Quatrième de couverture du numéro 19

, par Temps critiques

La tendance actuelle du capital à privilégier la capitalisation (ses formes liquides et financières) plutôt que l’accumulation (de nouvelles forces productives et immobilisations), s’appuie sur une organisation dans laquelle les flux de production et d’information, de finance et de personnes, dépendent des jeux de puissance au sein de réseaux interconnectés, mais malgré tout hiérarchisés. L’État a perdu l’autonomie relative qui était la sienne dans la société de classes à l’époque des États-nations. Il ne peut plus être perçu comme la superstructure politique d’une infrastructure capitaliste comme le concevait le marxisme. Son passage progressif à une forme réseau à travers laquelle il est présent, actif et englobant, tend à agréger État et capital. L’État n’est plus en surplomb de la société, puisqu’il a recours à différentes formes d’intermédiation qui tendent à transformer ses propres institutions en de multiples dispositifs spécifiques de remédiation. Il en résulte que la forme de domination qu’il exerce n’est plus extérieure aux individus, mais basée sur l’internisation/subjectivisation des normes et des modèles dominants. Parmi ces modèles, celui de la technique joue un rôle central dans la transformation des forces productives et des rapports sociaux. Ce modèle technique, induit par le développement capitaliste, est aujourd’hui indissociable de choix politiques qui se présentent comme une nécessité. Il finit par s’imposer comme une seconde nature. Nous critiquons toutefois l’hypothèse d’un « système » technique autonome ou « macro-système », même si ce dernier terme peut avoir une valeur heuristique, à condition de ne pas lui accorder des qualités d’autonomie dont il est dépourvu.

Il en est de même de la notion de « système » capitaliste : le capital ne tend vers l’unité qu’à travers des processus de division et de fragmentation qui restent porteurs de contradictions et réservent des possibilités de crises et de luttes futures. C’est bien pour cela qu’il y a encore « société » mais il s’agit en l’occurrence, d’une « société capitalisée ».

L’hypothèse d’une « crise finale » du capitalisme qui posséderait une forte dynamique le poussant à « creuser sa propre tombe » a été démentie par les faits, même si sa dynamique actuelle repose sur le risque et donc suppose la possibilité et l’existence de crises. En effet, le capital n’a pas de forme consacrée, comme le laisseraient supposer ses différentes formes historique, commerciale et financière d’abord, industrielle ensuite. Cette dernière phase a pu constituer un facteur de stabilisation, remis en cause désormais par l’unité de ces formes, ce que nous avons nommé la révolution du capital. Aujourd’hui tout n’est pas que question de profit. Les jeux de puissance des dirigeants, des actionnaires et des créatifs concourent à une innovation permanente et nécessaire à la dynamique d’ensemble. Mais si ce processus fait encore société c’est parce que les individus s’approprient cette puissance à travers la consommation des objets techniques. Le capital n’a pas engendré une domestication totale car il se fait milieu, valeurs, culture, provoquant une adhésion contradictoire d’individus qui participent ainsi à des modes de vie de la société capitalisée.

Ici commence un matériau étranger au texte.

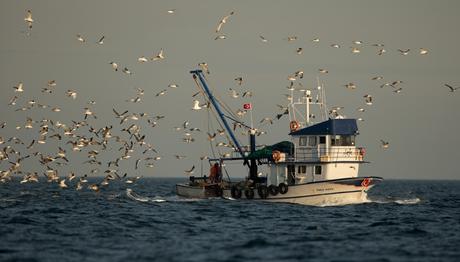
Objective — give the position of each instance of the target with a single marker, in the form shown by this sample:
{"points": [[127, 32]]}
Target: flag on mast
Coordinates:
{"points": [[247, 106]]}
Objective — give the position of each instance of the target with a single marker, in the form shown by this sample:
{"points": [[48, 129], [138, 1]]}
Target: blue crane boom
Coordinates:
{"points": [[199, 74]]}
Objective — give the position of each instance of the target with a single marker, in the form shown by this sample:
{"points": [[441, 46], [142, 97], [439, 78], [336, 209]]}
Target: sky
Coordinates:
{"points": [[420, 123]]}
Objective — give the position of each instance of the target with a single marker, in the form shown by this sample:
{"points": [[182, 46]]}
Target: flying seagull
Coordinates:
{"points": [[452, 89], [223, 21]]}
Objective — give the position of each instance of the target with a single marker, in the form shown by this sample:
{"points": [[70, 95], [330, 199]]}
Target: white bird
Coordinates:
{"points": [[62, 184], [29, 20], [190, 171], [368, 99], [114, 66], [196, 105], [159, 56], [223, 21], [19, 88], [71, 93], [385, 144], [404, 52], [80, 38], [101, 40], [142, 59], [220, 37], [452, 89]]}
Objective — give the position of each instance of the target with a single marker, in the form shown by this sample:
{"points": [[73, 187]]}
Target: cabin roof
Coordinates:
{"points": [[329, 127]]}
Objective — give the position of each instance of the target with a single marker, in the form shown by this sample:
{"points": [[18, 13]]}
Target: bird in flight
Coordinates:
{"points": [[385, 144], [223, 21], [29, 19], [452, 89]]}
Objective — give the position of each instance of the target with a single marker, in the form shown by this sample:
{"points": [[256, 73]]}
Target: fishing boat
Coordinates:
{"points": [[317, 165]]}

Nous assistons à ce mouvement au cours duquel la société capitalisée s’émancipe de ses contraintes parce que nous-mêmes avons pour le moment échoué à révolutionner ce monde. Alors, quels types de luttes et quelle articulation des luttes sociales sauraient, face aux articulations de la puissance redonner sens à ce mot de révolution, à savoir celui de révolution à titre humain ?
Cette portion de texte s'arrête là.